Я провел с ним столько приятных часов, что полюбил его как свою собственность, как игрушку. Я целовал его и тискал, а он трепетал, дрожал от радости. Наобнимавшись, мы молчали. Иногда, во время веселой игры, слепой вздыхал, почему — неизвестно, хотя, бывало, он говорил мне: «Я ничего не вижу… я не знаю, где моя мама… я не могу увидеть папу… тебя не вижу». От этих слов мне становилось немного не по себе, хотя я гордился, что он так хочет меня увидеть.
В саду мы ждали, когда появится месяц. Ветер сонно и мелодично шуршал листвою, облака в вышине прилегали друг к другу, словно усталые душ и.
— Где облака? — спрашивал слепой.
— На небе, — отвечал я.
— А, правда, правда, они — как коровы, как дома, какдеревья, как люди, как солдаты, которые маршируют под барабанный бой, и в деревьях слышно, что барабанят по солнцу.
Мы молчали, сжимали друг другу руки, и он спрашивал:
— Где мы? — В саду… Ты не чувствуешь?
— А, да, в саду, он ведь — как небо.
— Хочешь увидеть сад?
— Нет, я тебя хочу увидеть. Какой ты? Такой, как я? Тоже ничего не видишь? Тоже все знаешь по картонным фигуркам? Я вздрогнул.
— Папа говорит, слепым быть не так уж плохо, когда есть друзья, которые все расскажут. Некоторые люди видят все, а знают мало, и у них нет друзей, никто им ничего не объясняет.
Он замолчал и вздохнул.
— Я вздыхаю, потому что не увижу маму, ее нет. а если бы и была, все равно бы я ее не увидел. Тебе хорошо, ты свою маму знаешь, ты ее видишь… даже надоело, наверное… даже кажется, что она некрасива… или красива, не знаю…

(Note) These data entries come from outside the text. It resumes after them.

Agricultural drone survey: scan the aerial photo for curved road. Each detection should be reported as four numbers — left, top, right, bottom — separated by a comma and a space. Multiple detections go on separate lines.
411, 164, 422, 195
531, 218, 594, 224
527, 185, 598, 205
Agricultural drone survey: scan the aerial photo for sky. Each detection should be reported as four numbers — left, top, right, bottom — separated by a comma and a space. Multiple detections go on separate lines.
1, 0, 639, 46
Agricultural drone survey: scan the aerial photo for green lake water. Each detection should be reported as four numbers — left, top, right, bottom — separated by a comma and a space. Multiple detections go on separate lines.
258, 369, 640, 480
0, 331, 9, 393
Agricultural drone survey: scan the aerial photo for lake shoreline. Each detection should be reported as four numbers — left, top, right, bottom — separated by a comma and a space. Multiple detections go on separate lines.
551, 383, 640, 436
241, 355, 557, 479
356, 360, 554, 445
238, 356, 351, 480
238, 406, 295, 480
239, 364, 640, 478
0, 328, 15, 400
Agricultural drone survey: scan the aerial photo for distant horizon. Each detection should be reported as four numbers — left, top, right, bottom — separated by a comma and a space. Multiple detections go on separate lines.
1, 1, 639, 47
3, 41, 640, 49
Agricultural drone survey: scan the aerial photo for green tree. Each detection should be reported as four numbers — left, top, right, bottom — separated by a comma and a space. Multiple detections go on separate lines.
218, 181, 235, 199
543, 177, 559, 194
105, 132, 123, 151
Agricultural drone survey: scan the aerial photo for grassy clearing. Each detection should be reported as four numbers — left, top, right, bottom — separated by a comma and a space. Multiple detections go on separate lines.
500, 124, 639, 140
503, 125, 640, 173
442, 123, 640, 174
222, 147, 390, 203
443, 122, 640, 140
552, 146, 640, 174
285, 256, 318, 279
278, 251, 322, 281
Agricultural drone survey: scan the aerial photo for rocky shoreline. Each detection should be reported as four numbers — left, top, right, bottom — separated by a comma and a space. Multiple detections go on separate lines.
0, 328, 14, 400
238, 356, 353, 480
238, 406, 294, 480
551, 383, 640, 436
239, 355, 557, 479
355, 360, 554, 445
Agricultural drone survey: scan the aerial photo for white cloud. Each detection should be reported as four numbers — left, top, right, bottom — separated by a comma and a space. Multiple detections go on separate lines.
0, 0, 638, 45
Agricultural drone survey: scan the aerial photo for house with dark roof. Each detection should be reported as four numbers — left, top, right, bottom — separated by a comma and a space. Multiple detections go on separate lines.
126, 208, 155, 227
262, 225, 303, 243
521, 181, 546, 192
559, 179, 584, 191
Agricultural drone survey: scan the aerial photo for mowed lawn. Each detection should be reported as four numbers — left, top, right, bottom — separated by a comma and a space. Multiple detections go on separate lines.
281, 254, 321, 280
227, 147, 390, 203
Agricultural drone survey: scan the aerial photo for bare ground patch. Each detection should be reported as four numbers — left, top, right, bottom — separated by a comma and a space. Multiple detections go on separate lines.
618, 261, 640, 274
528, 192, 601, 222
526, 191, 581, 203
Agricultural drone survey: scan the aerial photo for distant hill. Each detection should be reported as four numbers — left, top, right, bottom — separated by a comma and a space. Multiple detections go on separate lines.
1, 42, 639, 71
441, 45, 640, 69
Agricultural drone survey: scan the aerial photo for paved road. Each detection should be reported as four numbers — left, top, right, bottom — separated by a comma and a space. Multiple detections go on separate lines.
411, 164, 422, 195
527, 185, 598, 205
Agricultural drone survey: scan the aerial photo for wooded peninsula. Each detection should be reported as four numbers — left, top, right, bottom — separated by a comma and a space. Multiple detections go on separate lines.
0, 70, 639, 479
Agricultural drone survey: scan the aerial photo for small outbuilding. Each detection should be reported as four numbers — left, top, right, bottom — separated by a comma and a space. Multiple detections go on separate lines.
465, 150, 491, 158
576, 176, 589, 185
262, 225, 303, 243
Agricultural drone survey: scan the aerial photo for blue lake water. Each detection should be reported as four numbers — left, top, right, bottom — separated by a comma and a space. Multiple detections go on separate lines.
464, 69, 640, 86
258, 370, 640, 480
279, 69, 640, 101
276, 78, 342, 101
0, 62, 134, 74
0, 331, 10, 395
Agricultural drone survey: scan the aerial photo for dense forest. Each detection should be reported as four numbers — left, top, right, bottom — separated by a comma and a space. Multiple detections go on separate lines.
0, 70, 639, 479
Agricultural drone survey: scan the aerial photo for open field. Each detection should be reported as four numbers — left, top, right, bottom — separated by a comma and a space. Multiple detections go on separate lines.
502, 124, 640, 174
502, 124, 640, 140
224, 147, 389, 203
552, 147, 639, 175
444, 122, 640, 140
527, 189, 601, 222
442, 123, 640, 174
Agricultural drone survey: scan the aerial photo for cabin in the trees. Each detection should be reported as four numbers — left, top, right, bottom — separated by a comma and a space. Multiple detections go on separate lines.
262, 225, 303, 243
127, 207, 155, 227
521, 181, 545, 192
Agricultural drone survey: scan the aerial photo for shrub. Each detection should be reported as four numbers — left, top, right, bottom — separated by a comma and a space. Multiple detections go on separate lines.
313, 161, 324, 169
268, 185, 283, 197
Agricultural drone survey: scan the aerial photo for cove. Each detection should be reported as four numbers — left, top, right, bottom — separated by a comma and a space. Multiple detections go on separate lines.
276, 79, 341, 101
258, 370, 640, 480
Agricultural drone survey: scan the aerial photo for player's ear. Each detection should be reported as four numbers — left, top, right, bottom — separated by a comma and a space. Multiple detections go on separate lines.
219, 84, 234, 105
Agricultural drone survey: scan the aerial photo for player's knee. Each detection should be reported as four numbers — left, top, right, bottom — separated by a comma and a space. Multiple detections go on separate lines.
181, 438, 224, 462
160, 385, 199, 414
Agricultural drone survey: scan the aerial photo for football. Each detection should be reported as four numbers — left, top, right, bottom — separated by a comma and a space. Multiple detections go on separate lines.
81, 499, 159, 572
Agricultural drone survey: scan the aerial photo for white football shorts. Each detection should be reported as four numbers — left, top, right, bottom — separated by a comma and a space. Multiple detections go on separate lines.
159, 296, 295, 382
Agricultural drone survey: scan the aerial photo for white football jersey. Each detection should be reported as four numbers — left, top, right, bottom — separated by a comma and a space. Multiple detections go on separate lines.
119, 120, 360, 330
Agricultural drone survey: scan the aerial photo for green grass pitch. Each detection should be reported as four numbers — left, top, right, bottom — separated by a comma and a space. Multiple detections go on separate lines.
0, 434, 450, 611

В теплом воздухе сада особенно хороши были обрубки ветвей. Не отвечая, я опустил голову, и взор мой застлали слезы умиления. Я проводил слепого домой, пошел к себе и оказался у дверей в тот самый миг, когда возвращались, как всегда в трауре, та, кого я считал матерью, и та, кого считал сестрою.
Я убежал в самый темный угол и стал думать. Моя слепота — хуже, много хуже… Я вижу, но не могу сказать, что видел свою маму. Слепым быть не так плохо, сказал сын Эдувихеса; когда есть друзья, они тебе все расскажут. И правда, вот я не слепой, а некому объяснить мне тайну двух женщин, которые так рыдали, когда от наших дверей навсегда уехал экипаж благотворительного общества.